Newsletter du 26 août

 

Chers lecteurs,

 

 

… puis, le double hebdo d’août ayant été bouclé, les bureaux étant calmes et l’activité moindre, et un certain silence s’étant fait dans la ville – ce silence relatif des étés parisiens –, j’avais toute latitude pour écrire ma prochaine newsletter…

Or, une fois de plus, rien ne venait.

Étaient-ce les effets conjugués de la chaleur et du manque de concentration, ou le contrecoup des premiers mois de l’année ? La crainte (ou la conscience) de la (répétition dans la) médiocrité ? (Je suis tenu de faire attention : parfois mes mots dépassent ma pensée, parfois ils se substituent à elle).

Peu importe, en définitive : j’avais disposé de treize jours et douze avaient passé déjà. De quoi allais-je pouvoir parler dans cette newsletter de rentrée ?

 

 

Paris, le 26 août 2020

 

J’ai vu en salle quelques beaux films, mais des confrères d’ores et déjà en ont dit le bien qu’il fallait ; j’en ai vu d’autres qui m’ont paru relever plutôt d’une alchimie douteuse, nourrir le projet de changer le cinéma en quelque chose d’un peu moins noble, une sorte de plomb pour l’écran – dire qu’ils existent serait déjà beaucoup dire.

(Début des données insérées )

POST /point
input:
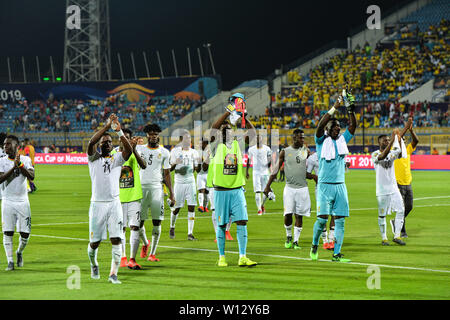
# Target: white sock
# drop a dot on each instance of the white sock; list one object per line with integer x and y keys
{"x": 228, "y": 226}
{"x": 134, "y": 243}
{"x": 331, "y": 235}
{"x": 92, "y": 253}
{"x": 324, "y": 235}
{"x": 22, "y": 244}
{"x": 398, "y": 224}
{"x": 200, "y": 199}
{"x": 213, "y": 218}
{"x": 156, "y": 234}
{"x": 297, "y": 232}
{"x": 264, "y": 199}
{"x": 288, "y": 230}
{"x": 191, "y": 218}
{"x": 7, "y": 244}
{"x": 258, "y": 200}
{"x": 143, "y": 235}
{"x": 115, "y": 261}
{"x": 124, "y": 239}
{"x": 382, "y": 225}
{"x": 173, "y": 219}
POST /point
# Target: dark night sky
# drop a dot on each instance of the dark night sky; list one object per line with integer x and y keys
{"x": 249, "y": 38}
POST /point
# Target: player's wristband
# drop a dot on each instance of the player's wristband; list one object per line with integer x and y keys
{"x": 332, "y": 111}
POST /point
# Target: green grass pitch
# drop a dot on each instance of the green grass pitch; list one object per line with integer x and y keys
{"x": 187, "y": 270}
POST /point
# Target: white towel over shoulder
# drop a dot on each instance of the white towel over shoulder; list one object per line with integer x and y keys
{"x": 328, "y": 151}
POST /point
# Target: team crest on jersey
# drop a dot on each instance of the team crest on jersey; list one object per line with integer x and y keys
{"x": 230, "y": 164}
{"x": 126, "y": 178}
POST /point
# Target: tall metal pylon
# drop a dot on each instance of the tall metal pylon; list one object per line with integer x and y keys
{"x": 87, "y": 51}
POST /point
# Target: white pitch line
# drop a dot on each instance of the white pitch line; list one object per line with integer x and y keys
{"x": 426, "y": 198}
{"x": 268, "y": 255}
{"x": 253, "y": 214}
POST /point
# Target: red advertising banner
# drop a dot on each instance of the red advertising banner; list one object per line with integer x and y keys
{"x": 418, "y": 162}
{"x": 60, "y": 158}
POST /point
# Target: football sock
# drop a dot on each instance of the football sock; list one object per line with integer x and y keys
{"x": 258, "y": 200}
{"x": 382, "y": 225}
{"x": 143, "y": 236}
{"x": 297, "y": 232}
{"x": 331, "y": 234}
{"x": 339, "y": 225}
{"x": 398, "y": 223}
{"x": 241, "y": 232}
{"x": 324, "y": 235}
{"x": 213, "y": 218}
{"x": 134, "y": 243}
{"x": 264, "y": 199}
{"x": 124, "y": 239}
{"x": 288, "y": 230}
{"x": 317, "y": 230}
{"x": 156, "y": 234}
{"x": 115, "y": 261}
{"x": 22, "y": 244}
{"x": 173, "y": 219}
{"x": 220, "y": 236}
{"x": 191, "y": 219}
{"x": 7, "y": 244}
{"x": 200, "y": 199}
{"x": 92, "y": 253}
{"x": 229, "y": 225}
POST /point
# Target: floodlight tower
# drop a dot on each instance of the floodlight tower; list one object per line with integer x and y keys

Je m’abstiens donc de parler des uns comme des autres et me contente de relever que les premiers furent plus nombreux que les seconds – ce n’est pas rien, mais ça ne fait pas une newsletter de rentrée.

 

J’avais pensé aussi dire un mot à propos de la Ligue des Champions de football, ses matches magnifiques disputés dans des stades vides, mais où l’on aura diffusé – comme ç’avait déjà été le cas ces derniers mois dans les championnats anglais ou espagnols – des enregistrements sonores de supporters.

No hay banda, there is no band, il n’est pas de orchestra… déclamait un comédien sur la scène du Silencio dans le Mulholland Drive de Lynch : This is all a tape recording… No hay banda, and yet we hear a band…” (“Tout cela n’est qu’un enregistrement… Il n’y a pas de groupe, pourtant nous entendons un groupe…”)

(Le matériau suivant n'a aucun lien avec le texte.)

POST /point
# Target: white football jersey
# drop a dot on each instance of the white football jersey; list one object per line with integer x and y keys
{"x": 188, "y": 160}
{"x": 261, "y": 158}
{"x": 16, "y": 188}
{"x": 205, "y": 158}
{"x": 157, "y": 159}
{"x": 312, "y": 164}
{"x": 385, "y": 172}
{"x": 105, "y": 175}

Ici, le spectacle existe, il est réel, mais il n’y a plus de public – ou, plus précisément, il y a des centaines de millions de spectateurs, chacun derrière son écran de télévision, d’ordinateur ou de smartphone, mais les tribunes ostensiblement restent vides, l’Histoire retiendra la mise en scène d’une absence : “No hay público, there is no audience…” Un spectacle en playback – mais donné pour un public présent, en chair et en os – est-il un simulacre ? Vaut-il moins qu’un spectacle réel, mais dont les spectateurs sont absents, ou ailleurs ? (À l’occasion de la finale, 5.000 supporters parisiens avaient été autorisés à se rassembler dans un stade, mais ce stade n’était pas celui où se disputait la rencontre. Ils étaient venus voir, sur l’écran géant du Parc des Princes, une rencontre qui se jouait à l’Estádio da Luz de Lisbonne. Le Parc des Princes en était pour eux une réplique, une translation, le lieu symbolique où venir goûter collectivement sa joie ou sa tristesse : quelque chose comme une salle de cinéma – on y revient.) Mais de tout cela je n’ai rien de plus à dire – et ça ne fait pas une newsletter de rentrée.

 

J’avais imaginé également raconter une petite anecdote de vacances à propos de Holy Motors, le merveilleux film de Leos Carax. Ça aurait commencé comme ça :

D’abord réfugié dans un pays frontalier, j’ai accepté d’être rapatrié en France, mais en lieu sûr et sous bonne garde. L’une des amies avec qui j’étais en vacances (elle préfère garder l’anonymat : nous l’appellerons Alice) avait apporté son vidéo-projecteur…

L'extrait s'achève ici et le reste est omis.